[PATCH] LoongArch: Support dbar with different hints

[Date Prev][Date Next][Thread Prev][Thread Next][Date Index][Thread Index]

 



Traditionally, LoongArch uses "dbar 0" (full completion barrier) for
everything. But the full completion barrier is a performance killer, so
Loongson-3A6000 and newer processors introduce different hints:

Bit4: ordering or completion (0: completion, 1: ordering)
Bit3: barrier for previous read (0: true, 1: false)
Bit2: barrier for previous write (0: true, 1: false)
Bit1: barrier for succeeding read (0: true, 1: false)
Bit0: barrier for succedding write (0: true, 1: false)

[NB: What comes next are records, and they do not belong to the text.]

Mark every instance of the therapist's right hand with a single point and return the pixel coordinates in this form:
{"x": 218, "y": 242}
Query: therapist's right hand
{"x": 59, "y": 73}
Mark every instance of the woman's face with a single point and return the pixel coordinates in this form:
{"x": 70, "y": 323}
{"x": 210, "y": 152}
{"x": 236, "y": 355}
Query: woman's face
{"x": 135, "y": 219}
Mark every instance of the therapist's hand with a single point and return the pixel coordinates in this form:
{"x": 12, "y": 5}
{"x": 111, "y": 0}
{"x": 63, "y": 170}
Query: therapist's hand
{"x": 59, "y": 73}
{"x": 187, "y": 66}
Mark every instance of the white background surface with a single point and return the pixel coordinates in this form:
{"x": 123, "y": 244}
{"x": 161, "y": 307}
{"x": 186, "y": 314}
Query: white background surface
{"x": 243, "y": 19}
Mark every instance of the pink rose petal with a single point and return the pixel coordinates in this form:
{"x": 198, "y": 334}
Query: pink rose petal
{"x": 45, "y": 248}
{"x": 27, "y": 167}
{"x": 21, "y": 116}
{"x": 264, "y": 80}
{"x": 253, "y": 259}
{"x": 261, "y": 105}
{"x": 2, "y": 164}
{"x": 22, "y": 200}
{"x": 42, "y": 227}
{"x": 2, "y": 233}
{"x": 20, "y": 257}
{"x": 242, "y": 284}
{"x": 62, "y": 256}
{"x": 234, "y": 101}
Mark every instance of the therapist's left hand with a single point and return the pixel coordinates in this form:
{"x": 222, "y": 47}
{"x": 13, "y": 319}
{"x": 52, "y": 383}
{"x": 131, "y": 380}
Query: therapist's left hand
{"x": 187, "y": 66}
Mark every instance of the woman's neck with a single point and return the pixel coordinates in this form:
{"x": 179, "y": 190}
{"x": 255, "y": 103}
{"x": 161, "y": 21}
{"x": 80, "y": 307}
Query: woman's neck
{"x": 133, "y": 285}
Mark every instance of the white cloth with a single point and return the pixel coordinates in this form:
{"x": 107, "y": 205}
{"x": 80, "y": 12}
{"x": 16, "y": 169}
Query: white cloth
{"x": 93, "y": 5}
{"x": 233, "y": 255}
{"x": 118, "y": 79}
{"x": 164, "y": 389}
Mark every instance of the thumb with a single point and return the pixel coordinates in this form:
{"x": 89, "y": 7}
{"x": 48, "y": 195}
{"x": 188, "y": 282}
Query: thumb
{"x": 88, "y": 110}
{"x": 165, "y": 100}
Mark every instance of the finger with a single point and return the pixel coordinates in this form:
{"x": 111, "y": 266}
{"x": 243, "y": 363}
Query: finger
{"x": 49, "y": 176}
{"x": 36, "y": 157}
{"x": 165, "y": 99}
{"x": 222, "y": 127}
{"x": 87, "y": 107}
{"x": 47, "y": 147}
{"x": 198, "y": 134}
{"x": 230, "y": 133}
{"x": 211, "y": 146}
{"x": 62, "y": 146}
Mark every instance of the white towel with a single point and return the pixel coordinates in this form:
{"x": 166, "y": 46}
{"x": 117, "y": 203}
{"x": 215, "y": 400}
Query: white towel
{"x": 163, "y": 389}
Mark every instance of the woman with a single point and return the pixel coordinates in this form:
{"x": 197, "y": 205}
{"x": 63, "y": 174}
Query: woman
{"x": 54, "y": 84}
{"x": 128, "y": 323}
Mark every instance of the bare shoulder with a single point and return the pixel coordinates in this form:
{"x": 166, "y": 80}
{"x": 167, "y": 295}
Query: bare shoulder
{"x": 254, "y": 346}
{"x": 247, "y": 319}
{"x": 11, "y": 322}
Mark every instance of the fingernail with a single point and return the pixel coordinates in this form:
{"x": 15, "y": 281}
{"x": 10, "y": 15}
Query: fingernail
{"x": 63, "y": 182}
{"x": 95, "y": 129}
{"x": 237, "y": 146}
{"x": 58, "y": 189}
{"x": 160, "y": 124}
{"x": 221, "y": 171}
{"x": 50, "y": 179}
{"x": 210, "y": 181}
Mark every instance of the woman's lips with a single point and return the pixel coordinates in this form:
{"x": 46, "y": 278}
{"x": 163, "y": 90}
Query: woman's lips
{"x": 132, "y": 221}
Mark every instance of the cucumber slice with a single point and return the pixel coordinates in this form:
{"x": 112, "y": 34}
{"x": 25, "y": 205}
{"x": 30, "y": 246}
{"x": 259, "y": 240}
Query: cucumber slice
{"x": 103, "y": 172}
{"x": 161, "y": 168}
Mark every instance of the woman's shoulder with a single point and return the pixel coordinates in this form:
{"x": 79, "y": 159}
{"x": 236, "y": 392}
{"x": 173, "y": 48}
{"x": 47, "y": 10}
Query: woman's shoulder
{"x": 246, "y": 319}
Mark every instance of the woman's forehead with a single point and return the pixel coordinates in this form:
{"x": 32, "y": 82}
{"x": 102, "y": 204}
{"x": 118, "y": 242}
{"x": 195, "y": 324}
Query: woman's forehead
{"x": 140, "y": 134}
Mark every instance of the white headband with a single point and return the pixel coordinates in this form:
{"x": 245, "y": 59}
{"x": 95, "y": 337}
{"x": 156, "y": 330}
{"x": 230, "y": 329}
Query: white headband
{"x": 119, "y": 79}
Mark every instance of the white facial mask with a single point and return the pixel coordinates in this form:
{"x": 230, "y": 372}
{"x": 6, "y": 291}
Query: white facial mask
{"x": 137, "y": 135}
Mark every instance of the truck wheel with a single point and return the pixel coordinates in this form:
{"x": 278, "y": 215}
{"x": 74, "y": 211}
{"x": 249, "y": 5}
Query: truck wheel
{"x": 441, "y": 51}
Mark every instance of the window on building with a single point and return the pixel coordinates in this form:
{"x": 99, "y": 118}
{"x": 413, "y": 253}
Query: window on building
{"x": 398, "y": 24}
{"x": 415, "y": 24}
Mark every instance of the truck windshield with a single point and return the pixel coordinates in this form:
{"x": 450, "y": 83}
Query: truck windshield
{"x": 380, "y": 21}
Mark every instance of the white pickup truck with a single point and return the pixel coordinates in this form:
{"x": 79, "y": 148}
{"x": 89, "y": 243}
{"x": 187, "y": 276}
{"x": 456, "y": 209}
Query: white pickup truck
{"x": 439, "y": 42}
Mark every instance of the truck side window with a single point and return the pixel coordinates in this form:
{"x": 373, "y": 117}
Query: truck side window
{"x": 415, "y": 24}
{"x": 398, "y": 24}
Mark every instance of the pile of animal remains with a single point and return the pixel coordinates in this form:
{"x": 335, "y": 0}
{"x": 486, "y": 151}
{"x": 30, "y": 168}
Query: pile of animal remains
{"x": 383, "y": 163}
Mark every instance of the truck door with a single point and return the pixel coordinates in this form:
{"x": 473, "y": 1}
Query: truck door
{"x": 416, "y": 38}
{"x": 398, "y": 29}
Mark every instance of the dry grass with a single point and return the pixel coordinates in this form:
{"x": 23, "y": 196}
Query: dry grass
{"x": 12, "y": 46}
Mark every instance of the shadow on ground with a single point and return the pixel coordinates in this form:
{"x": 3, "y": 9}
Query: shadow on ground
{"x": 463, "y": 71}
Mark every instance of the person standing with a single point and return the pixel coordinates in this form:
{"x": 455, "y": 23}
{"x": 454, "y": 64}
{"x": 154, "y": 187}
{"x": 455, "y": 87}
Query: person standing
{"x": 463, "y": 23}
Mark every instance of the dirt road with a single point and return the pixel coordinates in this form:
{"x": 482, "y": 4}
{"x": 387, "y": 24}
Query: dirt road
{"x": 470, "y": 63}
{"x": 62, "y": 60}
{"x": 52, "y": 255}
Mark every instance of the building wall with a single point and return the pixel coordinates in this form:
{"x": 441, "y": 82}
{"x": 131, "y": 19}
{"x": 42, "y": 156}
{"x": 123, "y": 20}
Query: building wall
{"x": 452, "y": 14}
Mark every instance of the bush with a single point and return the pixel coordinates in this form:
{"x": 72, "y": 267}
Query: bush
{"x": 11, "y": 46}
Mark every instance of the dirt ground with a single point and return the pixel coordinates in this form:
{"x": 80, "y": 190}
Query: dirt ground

Hint 0x700: barrier for "read after read" from the same address, which
is needed by LL-SC loops.

This patch enable various hints for different memory barries, it brings
performance improvements for Loongson-3A6000 series, and doesn't impact
Loongson-3A5000 series because they treat all hints as "dbar 0".

Signed-off-by: Jun Yi <yijun@xxxxxxxxxxx>
Signed-off-by: Huacai Chen <chenhuacai@xxxxxxxxxxx>
---
 arch/loongarch/include/asm/barrier.h | 130 ++++++++++++---------------
 arch/loongarch/include/asm/io.h      |   2 +-
 arch/loongarch/kernel/smp.c          |   2 +-
 arch/loongarch/mm/tlbex.S            |   6 +-
 4 files changed, 60 insertions(+), 80 deletions(-)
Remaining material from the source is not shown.